Олеся Яскевич: "Все дети - дети. Я не вижу в ребенке набор диагнозов..."




Ее первый и единственный сынишка появился на свет в трудных родах, с серьезной травмой головного мозга, и трудно сказать, сколько было в том вины врачей… Впрочем, Олеся Яскевич и не ищет виноватых. Что проку сокрушаться о том, чего нельзя изменить?
С той самой первой минуты, как она осознала: ее любимый Матвей не видит, она решила, что сделает все, чтобы ее мальчик смог полноценно жить. И хотя болезни вновь и вновь наносили удары, у сына обнаружили еще и эпилепсию, он едва выучился говорить, Олеся не отступила от своей цели. Она растит сынишку, словно он – самый обычный мальчик, и стремиться и других родителей научить создавать своим детям счастливое детство.
Олеся основала общественную организацию «Бачити серцем». Продумала с нуля и реализовала проект летнего дневного инклюзивного лагеря. Задумала «Творческую мастерскую» для подростков с инвалидностью. Она выводит на поверхность глубинную проблему нашего общества: напоказ жалея детей-инвалидов, мы на деле стремимся оставить их в тени, ведь пока мы не видим таких детей на игровых площадках, в школах, в парках и кафе, наша совесть не болит…
Об истории Матвея и о том, что переменить в жизни, чтобы зажечь огоньки счастья в детских глазах, журналист Уфонда Нина Филатова беседует с Олесей Яскевич.

ВИДЕТЬ СЕРДЦЕМ.

- Олеся, я смотрю на фото Вашего сынишки, на вид – обычный мальчишка! Даже не верится, что у него имеются какие-то проблемы. Расскажите немного о Матвее.

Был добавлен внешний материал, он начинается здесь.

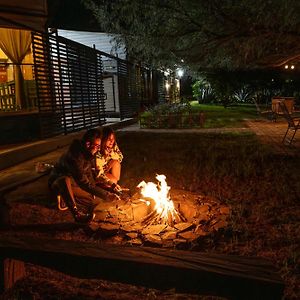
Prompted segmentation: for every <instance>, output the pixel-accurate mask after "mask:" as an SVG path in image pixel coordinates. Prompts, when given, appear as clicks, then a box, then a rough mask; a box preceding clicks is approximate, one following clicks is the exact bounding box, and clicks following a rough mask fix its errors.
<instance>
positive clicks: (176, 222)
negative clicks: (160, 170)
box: [138, 175, 185, 227]
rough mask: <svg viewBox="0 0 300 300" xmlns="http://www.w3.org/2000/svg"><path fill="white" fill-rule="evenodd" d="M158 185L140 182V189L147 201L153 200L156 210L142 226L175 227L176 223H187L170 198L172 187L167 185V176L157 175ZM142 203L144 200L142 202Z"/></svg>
mask: <svg viewBox="0 0 300 300" xmlns="http://www.w3.org/2000/svg"><path fill="white" fill-rule="evenodd" d="M156 179H157V180H158V184H157V185H156V184H154V183H153V182H148V183H146V182H145V181H142V182H140V184H139V185H138V187H139V188H140V189H141V194H142V196H143V197H145V198H146V199H149V198H151V199H153V201H154V203H155V207H154V210H153V211H152V212H151V213H150V214H149V215H148V216H146V217H145V218H144V219H143V220H142V224H144V225H145V224H147V225H152V224H155V223H164V224H168V225H169V226H171V227H173V226H174V224H175V223H179V222H183V221H185V218H184V217H183V216H182V214H181V213H180V212H179V211H178V210H176V209H175V207H174V203H173V201H172V200H171V199H170V197H169V191H170V187H169V186H168V185H167V182H166V176H165V175H157V176H156ZM141 201H142V200H141Z"/></svg>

- Я вообще проповедую принцип: все дети – дети. Независимо от диагноза, особенностей, вне зависимости от того, может ли он что-то сделать или не может, ходит или не ходит, видит или не видит. Я не вижу в ребенке набор диагнозов. Мне повезло – мой сын, правда, симпатичный и пока не заговоришь с ним, кажется, что это просто самовлюбленный молодой человек, потому что он не смотрит в глаза и кажется немножко надменным. А потом, когда ты начинаешь с ним общаться… В принципе, у Матвея сейчас уровень развития 1,5-2 года. Но это человек, который очень тонко чувствует все, что происходит вокруг, все впитывает. Это такой лакмус, по которому я могу судить о тех людях, с которыми общаюсь. Если Матвею не нравится человек, он не будет находиться с ним рядом, ему, видимо, некомфортно и он будет стараться все сделать, чтобы уйти.

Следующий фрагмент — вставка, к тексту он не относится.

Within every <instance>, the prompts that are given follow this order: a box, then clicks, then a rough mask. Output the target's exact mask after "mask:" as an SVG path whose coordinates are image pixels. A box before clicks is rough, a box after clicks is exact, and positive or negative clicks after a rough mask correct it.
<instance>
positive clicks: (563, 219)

- Вы считаете, что Матвей - интуит?

- Да, он очень сильный интуит. Говорить осознанно он начал совсем недавно, и вот однажды он сказал мне: «я тебе ощущение», то есть «я тебя ощущаю», и это такая глубокая фраза! У меня прямо мурашки по телу побежали. Я не могу понять, как он выбирает людей. Я не могу заглянуть ему в душу, и понять, что он чувствует, но чувствует он очень многое, да.

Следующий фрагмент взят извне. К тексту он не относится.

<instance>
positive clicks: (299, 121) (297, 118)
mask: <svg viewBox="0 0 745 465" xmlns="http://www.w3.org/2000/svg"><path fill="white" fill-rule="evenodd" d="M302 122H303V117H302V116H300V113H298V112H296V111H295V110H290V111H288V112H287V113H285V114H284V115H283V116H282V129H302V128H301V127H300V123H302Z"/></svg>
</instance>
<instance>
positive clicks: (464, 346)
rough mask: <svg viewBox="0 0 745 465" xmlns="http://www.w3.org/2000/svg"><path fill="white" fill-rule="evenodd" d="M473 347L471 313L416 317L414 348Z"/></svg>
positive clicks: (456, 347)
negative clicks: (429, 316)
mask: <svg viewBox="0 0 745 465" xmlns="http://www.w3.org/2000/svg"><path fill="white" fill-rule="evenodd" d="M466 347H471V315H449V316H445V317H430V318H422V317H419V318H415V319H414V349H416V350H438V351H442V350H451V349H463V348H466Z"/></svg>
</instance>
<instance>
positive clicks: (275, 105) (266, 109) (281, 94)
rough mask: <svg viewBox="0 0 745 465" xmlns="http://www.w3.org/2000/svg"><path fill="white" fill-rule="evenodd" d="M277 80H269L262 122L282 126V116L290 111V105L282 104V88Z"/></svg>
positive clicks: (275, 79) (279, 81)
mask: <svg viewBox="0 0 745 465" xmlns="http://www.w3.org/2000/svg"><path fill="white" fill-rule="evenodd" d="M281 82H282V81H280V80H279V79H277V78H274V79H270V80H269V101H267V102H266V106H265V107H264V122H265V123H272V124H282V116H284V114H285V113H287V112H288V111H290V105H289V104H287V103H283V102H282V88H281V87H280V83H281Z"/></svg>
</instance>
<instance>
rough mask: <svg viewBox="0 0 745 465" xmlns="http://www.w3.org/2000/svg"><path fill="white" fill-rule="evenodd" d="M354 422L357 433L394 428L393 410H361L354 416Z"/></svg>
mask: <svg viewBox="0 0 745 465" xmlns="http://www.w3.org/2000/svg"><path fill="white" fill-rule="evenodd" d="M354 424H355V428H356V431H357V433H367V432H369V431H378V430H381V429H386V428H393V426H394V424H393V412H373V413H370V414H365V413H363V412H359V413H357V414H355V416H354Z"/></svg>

- А таланты у Матвея есть?

- У Матвея безупречный слух, потому что лично я пою не очень (смеется), и когда я пою ему песенки, он делает так: «стоп, мама, нет, нет, не хочешь!». А он схватывает музыку мгновенно, и я понимаю, что это надо развивать. Поначалу трудно было найти педагога, который не боялся бы того, что он не видит, не понимает. Но я нашла потрясающего специалиста, который занимается с ним орфомузыкой. Они играют на барабанах и еще куче инструментов, названия которых я даже не выговариваю. И это Матвею очень нравится. Дома мы играем под музыку, танцуем, или слушаем песни. Неожиданно для себя я открыла, что Матвей знает все современные хиты. В будний день иногда мы с ним ходим в органный зал, он как-то особенно чувствует эту музыку… Однажды нам разрешили подойти к органу, посмотреть, как он устроен, для него это стало просто откровением.



- Олеся, расскажите, пожалуйста, как случилось, что Матвей получил травму при рождении. Вероятно, это произошло из-за недостаточно квалифицированной помощи врачей?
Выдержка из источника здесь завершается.